In reply to BALD EAGLE:
Good stuff mate.
>I guess the Culm Coast is just a bit unfashionable nowadays…
It's just that bloody walk in! Saps the life out of me. Gently up...gently down...gently up....ad infinitum.
> So has anyone else out there got any fond memories of doing this crumbly classic or an epic tale of derring-do to tell?
Ah go on then- Climbed it a few times, great fun every time. Most recently in pitch dark after my partner suggested "just a walk on the beach with all our gear, we won't actually climb anything...".
For a real culm adventure, get on The Plank a few routes left of Wreckers. The loosest route I've ever been on, run out, huge chunks of rock peeling off the overhangs above you and exploding onto the slab. Excellent stuff. That was mainly in the dark come to think of it. I wrote the logbook entry for that, I can't recommend the extra belay enough!
Another option is Jolly Hell, somewhere between the two. 8 hours we spent putting that up, it was an absolute disaster. I started out into virgin territory from the 1st belay of Jolly Roger, heading up the right (instead of the left) of the slab. Huge run-outs on awful gear and holds that can you can take with you if you want. After creeping further and further upwards on pitch 2, with no sign of a good belay or even a good runner, I found myself stood on a tiny pedestal, in the pitch dark; my world reduced to a bubble of head torch light, 10m above a tied off lead placed peg, when I heard the chilling call; "you're out of rope". The only possible belay was a tiny seam that would only take knife blades. The only two we had were in the first belay. Unable to down climb the high slabby rockovers, not trusting a single runner in 60m of climbing and not willing to simul-climb on such friable rock, my only option was to call down for one of the ropes to be untied.
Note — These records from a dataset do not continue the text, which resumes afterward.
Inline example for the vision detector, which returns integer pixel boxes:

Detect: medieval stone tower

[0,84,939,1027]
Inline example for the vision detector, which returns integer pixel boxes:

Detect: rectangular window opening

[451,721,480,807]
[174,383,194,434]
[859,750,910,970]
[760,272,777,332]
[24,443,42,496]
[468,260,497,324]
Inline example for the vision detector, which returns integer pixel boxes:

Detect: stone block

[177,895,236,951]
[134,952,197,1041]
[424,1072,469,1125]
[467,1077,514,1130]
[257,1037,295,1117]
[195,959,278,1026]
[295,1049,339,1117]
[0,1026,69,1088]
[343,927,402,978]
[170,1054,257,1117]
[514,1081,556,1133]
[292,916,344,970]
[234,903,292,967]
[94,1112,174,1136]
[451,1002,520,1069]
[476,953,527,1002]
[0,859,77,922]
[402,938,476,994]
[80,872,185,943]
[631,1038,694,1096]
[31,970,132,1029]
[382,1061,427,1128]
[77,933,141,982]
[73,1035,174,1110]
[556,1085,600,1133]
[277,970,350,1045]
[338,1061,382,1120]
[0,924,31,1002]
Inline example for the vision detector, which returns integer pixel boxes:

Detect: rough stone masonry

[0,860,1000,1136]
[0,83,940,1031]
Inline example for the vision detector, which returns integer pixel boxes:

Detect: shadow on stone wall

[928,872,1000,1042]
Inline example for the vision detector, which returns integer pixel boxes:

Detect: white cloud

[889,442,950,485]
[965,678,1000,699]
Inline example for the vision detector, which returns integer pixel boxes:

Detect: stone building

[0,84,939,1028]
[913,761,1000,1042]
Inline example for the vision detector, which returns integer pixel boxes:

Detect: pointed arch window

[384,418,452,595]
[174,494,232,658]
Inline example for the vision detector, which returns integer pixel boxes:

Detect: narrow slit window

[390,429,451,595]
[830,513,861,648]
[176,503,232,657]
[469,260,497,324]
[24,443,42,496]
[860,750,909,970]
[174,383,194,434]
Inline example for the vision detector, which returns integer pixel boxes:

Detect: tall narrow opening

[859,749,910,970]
My belayer dutifully obliged with only an "if you're sure" as protestation. I pulled the rope up, untied the other rope and joined them together. The only problem being that I now had 60m of slack which my belayer couldn't take in due to the joining knot, and I was unable to place any more gear as I wouldn't be able to belay properly...if I ever found one that is.
A quick calculation (read: guess) told me that if i fell, providing the tied off peg held, i would pull up about 10m from the ground, well below my belayer. Good enough, so onward I trembled, in my tiny world of LED warmth, balancing up an unfairly loose corner, rock cascading below me. Still no belay. After almost 60 more metres, and once again almost out of rope, I found myself pulling onto the ridge with difficulty. "If you fall here Dave, you'll fall 120 metres before you stop...if the peg holds. If it pops...brown bread mate. Shut up. Crack on". Finally, I topped out and threw the rope around a boulder the size of a car and yelled the happiest "SAFE" of my life.
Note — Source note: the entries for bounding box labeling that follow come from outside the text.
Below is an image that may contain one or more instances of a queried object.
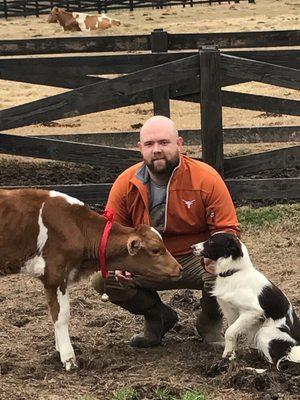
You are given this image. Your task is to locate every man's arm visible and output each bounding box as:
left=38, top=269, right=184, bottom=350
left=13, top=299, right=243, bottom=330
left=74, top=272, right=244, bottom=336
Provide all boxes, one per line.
left=205, top=175, right=240, bottom=235
left=106, top=178, right=132, bottom=226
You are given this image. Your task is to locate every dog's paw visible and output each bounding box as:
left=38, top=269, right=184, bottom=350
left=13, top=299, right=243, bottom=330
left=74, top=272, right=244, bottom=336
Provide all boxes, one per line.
left=222, top=349, right=236, bottom=361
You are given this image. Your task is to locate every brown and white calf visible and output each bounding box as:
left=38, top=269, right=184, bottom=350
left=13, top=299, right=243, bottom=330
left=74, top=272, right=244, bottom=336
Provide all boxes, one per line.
left=0, top=189, right=180, bottom=370
left=48, top=7, right=121, bottom=32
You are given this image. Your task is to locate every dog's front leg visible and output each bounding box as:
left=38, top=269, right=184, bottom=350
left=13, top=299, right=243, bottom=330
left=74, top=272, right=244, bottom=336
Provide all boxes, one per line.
left=222, top=313, right=257, bottom=360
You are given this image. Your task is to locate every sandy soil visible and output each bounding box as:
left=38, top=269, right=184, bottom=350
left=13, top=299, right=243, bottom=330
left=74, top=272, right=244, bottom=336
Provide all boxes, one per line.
left=0, top=0, right=300, bottom=400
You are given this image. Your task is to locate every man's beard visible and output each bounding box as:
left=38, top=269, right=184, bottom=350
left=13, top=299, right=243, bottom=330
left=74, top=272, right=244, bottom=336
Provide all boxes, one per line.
left=145, top=154, right=179, bottom=176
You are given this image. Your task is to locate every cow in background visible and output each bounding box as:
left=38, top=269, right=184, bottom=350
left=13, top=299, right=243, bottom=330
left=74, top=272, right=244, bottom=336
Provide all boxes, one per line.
left=48, top=7, right=121, bottom=32
left=0, top=189, right=180, bottom=371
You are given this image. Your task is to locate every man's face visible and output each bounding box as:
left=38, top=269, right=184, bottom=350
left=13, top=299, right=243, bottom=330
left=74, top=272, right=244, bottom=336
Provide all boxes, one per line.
left=139, top=127, right=182, bottom=175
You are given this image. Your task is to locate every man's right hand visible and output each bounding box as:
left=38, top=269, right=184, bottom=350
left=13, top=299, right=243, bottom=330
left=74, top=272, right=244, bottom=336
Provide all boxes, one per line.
left=115, top=269, right=132, bottom=283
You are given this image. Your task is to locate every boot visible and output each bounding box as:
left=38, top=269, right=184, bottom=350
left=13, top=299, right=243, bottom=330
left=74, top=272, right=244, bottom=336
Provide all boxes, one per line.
left=92, top=274, right=178, bottom=347
left=196, top=291, right=224, bottom=345
left=130, top=299, right=178, bottom=347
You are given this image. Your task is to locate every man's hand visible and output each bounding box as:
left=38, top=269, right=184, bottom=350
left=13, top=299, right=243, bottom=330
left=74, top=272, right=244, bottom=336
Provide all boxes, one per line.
left=115, top=269, right=132, bottom=283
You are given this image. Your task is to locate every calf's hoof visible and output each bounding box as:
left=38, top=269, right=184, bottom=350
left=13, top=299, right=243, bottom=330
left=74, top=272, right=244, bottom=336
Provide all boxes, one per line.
left=63, top=358, right=78, bottom=372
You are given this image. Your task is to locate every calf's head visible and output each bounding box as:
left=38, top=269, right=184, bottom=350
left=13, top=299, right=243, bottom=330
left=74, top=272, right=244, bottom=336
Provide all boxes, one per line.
left=123, top=225, right=181, bottom=281
left=192, top=232, right=243, bottom=274
left=48, top=7, right=65, bottom=23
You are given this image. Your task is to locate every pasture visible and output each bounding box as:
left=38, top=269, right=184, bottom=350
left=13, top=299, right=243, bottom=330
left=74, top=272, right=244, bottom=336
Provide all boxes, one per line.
left=0, top=0, right=300, bottom=400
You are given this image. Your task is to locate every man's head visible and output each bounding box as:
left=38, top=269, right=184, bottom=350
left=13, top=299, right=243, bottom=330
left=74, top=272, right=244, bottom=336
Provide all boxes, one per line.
left=138, top=115, right=183, bottom=181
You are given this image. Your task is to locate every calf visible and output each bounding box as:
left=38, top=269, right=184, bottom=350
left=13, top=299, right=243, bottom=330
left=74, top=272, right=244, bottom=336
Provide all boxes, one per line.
left=48, top=7, right=121, bottom=32
left=0, top=189, right=180, bottom=370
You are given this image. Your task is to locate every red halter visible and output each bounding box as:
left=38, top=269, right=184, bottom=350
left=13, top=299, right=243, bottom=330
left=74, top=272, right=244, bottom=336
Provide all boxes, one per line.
left=98, top=208, right=114, bottom=278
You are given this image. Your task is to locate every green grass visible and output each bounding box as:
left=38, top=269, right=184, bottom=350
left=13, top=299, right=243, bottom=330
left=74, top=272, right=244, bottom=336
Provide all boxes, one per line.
left=154, top=388, right=209, bottom=400
left=180, top=390, right=208, bottom=400
left=78, top=387, right=210, bottom=400
left=237, top=203, right=300, bottom=229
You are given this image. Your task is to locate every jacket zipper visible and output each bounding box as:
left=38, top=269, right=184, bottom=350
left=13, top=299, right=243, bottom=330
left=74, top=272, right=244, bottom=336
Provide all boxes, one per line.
left=163, top=158, right=181, bottom=232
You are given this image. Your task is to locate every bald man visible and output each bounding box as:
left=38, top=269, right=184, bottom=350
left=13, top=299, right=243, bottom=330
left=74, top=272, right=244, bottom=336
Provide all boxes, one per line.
left=93, top=116, right=239, bottom=347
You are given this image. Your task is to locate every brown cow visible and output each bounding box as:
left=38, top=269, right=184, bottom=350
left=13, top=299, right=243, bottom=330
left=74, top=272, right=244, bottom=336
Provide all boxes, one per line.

Unfortunately, it was another 3 hours of stuck ropes and trying to shout 120m on a sea cliff (in the end, abbing half the climb and jugging back up was the only way to let my belayer know he could finally start climbing) before a friendly head torch came into view, and ambled up to the belay. I tried to stay cool and British "bloody hell, for a moment there I thought we were gonna miss last orders", but the sheer relief on my face betrayed me.
A good adventure? Yes. An epic? No; we still made the pub before closing!
The Culm coast; never a dull moment.